In order to get this work, there was a further step that had to be implemented. Due to the nature of the Arabic language, words can exist in several different forms while the words on the list are only in their root word format. So I needed some help here from the LLM so that I would also be comparing the words in the exact same format:
STEP 5 - For each word, also return its base form (lemma/root).
Return JSON like:
[
{ "word": "كفروا", "lemma": "كفر" },
{ "word": "قالوا", "lemma": "قال" }
]
For a production application, a more thorough word list could be used containing all different word formats which would remove this responsibility from the LLM entirely and make the system more reliable. However, in initial testing the LLM seemed to reliably return the root words as requested.
Final flow
The final flow for the session creation now looks like the following:
The user selects a chapter or a page range and rates their familiarity with the content (new, somewhat familiar, or well known)
The backend retrieves the user's Arabic level (beginner, intermediate, or advanced) from their stored preferences
The text is fetched from the Quran Foundation Content API
The passage, familiarity rating, and Arabic level are sent to Amazon Bedrock (Nova Lite), which generates a 3-bullet overview and a ranked list of key vocabulary
The keyword list is then filtered in two passes:
Level-based filtering — removes common or high-frequency Quranic words based on the user's Arabic level. Beginners see all words; intermediate users skip common ones; advanced users skip both common and high-frequency words.
User-specific filtering — removes any keywords the user has already marked as "known" in previous sessions, so each session only surfaces new vocabulary.
The final overview and up to 20 filtered keywords are returned to the frontend as preparation material (the prompt requests the LLM to return 30 keywords to give some buffer for filtering)

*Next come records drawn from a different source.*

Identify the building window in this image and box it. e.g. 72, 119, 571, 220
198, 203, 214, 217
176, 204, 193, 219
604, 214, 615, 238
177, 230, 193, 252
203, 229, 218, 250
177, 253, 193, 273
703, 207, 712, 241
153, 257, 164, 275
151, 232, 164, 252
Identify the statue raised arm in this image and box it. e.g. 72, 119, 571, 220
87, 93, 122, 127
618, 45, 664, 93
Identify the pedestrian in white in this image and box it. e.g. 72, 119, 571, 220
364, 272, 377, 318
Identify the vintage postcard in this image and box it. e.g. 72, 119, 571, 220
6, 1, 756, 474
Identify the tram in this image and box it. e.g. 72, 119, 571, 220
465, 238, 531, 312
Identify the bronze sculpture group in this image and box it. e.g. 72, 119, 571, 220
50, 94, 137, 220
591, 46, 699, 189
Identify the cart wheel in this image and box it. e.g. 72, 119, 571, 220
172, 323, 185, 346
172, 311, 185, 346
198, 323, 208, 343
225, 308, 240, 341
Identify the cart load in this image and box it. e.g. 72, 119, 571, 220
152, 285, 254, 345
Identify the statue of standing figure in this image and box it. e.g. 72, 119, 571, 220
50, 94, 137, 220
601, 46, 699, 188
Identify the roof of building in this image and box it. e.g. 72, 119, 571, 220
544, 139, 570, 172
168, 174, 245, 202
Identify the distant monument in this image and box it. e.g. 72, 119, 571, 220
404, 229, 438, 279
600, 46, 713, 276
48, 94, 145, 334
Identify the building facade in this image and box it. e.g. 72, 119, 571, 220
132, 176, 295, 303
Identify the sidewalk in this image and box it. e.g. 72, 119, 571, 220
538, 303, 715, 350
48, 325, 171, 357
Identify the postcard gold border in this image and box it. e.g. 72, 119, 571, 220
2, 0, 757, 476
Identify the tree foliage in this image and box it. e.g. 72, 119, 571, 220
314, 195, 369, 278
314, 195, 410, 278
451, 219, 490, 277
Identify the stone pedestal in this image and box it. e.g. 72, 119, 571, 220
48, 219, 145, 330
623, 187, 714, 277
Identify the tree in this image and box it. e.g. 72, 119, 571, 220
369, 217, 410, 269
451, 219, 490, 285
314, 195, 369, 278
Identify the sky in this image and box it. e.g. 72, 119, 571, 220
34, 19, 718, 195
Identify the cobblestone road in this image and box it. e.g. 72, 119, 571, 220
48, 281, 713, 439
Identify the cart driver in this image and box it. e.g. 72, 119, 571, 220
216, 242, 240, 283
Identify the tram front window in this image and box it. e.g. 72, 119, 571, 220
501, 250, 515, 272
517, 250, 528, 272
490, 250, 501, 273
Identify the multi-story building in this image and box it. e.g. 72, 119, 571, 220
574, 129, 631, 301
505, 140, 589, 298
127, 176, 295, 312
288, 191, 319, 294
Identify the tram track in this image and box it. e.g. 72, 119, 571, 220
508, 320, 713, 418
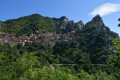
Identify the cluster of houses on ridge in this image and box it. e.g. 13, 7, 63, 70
0, 31, 79, 46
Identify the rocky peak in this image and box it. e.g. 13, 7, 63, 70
75, 20, 84, 30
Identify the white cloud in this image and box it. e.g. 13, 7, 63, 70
89, 3, 120, 16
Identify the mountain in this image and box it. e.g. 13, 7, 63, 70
1, 14, 56, 35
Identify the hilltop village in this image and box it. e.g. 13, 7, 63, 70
0, 31, 79, 46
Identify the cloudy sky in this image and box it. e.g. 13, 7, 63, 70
0, 0, 120, 35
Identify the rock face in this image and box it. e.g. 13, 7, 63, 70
54, 16, 84, 33
75, 21, 84, 30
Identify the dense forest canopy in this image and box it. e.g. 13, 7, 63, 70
0, 14, 120, 80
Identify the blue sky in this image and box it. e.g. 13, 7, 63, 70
0, 0, 120, 35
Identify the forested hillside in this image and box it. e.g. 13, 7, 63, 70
0, 14, 120, 80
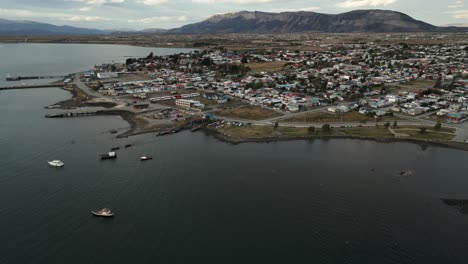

It is worth mentioning that this article mainly concentrates on the keywords, although the application also creates summaries. For those I'm currently relying on the user's level in the prompt alone (whether they are completely new to the chapter/pages or are already familiar with them). The results are somewhat inconsistent, and my instinct for further improving this would be few-shot prompting - providing the LLM with concrete examples of summaries at different familiarity levels so that it has a clearer target to aim for.
I started this project thinking personalisation was a prompting problem, but the best results were achieved by letting the prompt handle the intelligence and the Lambda function handle the precision.